Jewel Plummer Cobb was famous for her pioneering cancer research using cell culture techniques and for her leadership as one of the first Black women to head a major American university. A cell biologist by training, she spent decades growing cancer cells in the lab to test chemotherapy drugs, and her work helped demonstrate that methotrexate could effectively treat skin cancer, lung cancer, and childhood leukemia. Later, as president of California State University, Fullerton, she became a national voice for increasing the representation of women and minorities in science.
Early Life and Education
Cobb initially enrolled at the University of Michigan in 1942 but found the environment hostile to Black students. She transferred to Talladega College in Alabama, where she was mentored by bacteriology professor James R. Hayden and earned her bachelor’s degree in biology. She then moved to New York University, completing both a master’s degree and a Ph.D. in cell physiology. That training in cell biology would define her career.

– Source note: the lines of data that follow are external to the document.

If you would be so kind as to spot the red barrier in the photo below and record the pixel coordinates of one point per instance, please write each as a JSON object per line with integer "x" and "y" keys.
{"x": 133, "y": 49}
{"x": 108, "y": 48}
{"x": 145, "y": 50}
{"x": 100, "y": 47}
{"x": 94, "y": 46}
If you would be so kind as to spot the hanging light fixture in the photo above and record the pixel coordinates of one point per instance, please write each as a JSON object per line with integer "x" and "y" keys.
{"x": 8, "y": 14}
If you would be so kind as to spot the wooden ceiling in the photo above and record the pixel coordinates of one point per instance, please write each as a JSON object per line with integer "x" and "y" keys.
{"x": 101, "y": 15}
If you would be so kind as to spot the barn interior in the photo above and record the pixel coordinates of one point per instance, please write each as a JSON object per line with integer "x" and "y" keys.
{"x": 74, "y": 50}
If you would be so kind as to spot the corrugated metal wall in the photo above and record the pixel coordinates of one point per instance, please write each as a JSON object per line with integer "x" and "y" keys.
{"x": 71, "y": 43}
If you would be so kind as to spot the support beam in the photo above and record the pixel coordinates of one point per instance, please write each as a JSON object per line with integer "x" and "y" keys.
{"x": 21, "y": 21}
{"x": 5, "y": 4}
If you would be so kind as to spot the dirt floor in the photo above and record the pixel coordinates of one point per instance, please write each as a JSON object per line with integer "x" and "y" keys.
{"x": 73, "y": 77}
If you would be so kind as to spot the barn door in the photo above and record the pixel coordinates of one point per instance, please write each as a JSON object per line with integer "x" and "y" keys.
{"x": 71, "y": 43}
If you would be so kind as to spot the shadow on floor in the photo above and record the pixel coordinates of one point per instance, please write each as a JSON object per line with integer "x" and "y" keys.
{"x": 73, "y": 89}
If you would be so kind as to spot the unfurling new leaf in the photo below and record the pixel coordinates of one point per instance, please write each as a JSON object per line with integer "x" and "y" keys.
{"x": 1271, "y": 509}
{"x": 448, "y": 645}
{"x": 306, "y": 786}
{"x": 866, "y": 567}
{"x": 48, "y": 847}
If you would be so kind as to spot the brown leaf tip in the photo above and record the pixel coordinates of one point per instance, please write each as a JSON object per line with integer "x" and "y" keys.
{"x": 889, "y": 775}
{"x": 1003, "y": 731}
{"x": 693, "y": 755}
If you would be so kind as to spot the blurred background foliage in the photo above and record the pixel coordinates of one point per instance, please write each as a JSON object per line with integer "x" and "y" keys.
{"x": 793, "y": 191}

Cancer Research and Cell Culture
Cobb’s most significant scientific contribution was perfecting methods for growing human cancer cells outside the body so researchers could test drugs on them directly. She became especially skilled at culturing cells taken from patient tumor biopsies, a technique that allowed her to observe how individual tumors responded to different chemotherapy agents. In 1952, she founded her own laboratory at the University of Illinois Medical School, establishing its first tissue culture facility.
Over the following years, she and colleague Jane Wright made a critical contribution by demonstrating that methotrexate, a drug still widely used today, was effective against skin and lung cancer as well as childhood leukemia. This was significant because it provided concrete laboratory evidence that a single drug could work across multiple cancer types. Cobb continued to focus on melanoma cells throughout the 1960s and 1970s, publishing studies on how various chemotherapy agents affected melanoma growth in culture and how melanoma cells responded to hormones that stimulate pigment production.
Her approach, testing drugs on cells grown from actual patient tumors, was an early step toward the kind of personalized cancer treatment that modern oncology now prioritizes. Rather than simply giving patients a drug and hoping it worked, Cobb’s methods offered a way to study drug effects in a controlled setting first.
Leading Cal State Fullerton
In 1981, Cobb was named president of California State University, Fullerton, becoming the first Black woman to lead a major university in the western United States. She held the position for nearly a decade, and the changes she made were tangible. She secured funding for a new science lab and computer science building, created two entirely new colleges (the College of Communication and the College of Engineering and Computer Science), and built the university’s first on-campus housing. The residence halls now bear her name.
She also oversaw the construction of the Ruby Gerontology Center, which was the first building on campus funded entirely through donations rather than state money. Under her leadership, the university established a satellite campus in Mission Viejo and served as a venue for the 1984 Summer Olympics. A deal she brokered with the Marriott Corporation and the city of Fullerton resulted in a hotel that still operates near campus today.
Advocacy for Minorities and Women in Science
Throughout her career, Cobb worked to open doors in science for people who had historically been shut out. Before arriving at Cal State Fullerton, she served as dean and professor of zoology at Connecticut College, where she established a scholarship for Black students and created a post-baccalaureate program designed to prepare underrepresented students for medical and dental school. She then moved to Douglass College, the women’s division of Rutgers University, where she developed programs to improve access to science and math for women and minorities.
At Cal State Fullerton, she established faculty teams to tutor students in mathematics, a practical intervention aimed at keeping students from dropping out of STEM tracks. This commitment to inclusion across every institution she led is often cited as her most enduring legacy. She didn’t just study science herself; she systematically built programs and infrastructure so that others, particularly Black students and women, could follow.
Cobb retired from the presidency in 1990 but remained active in the university community and in advocacy for diversity in science for years afterward.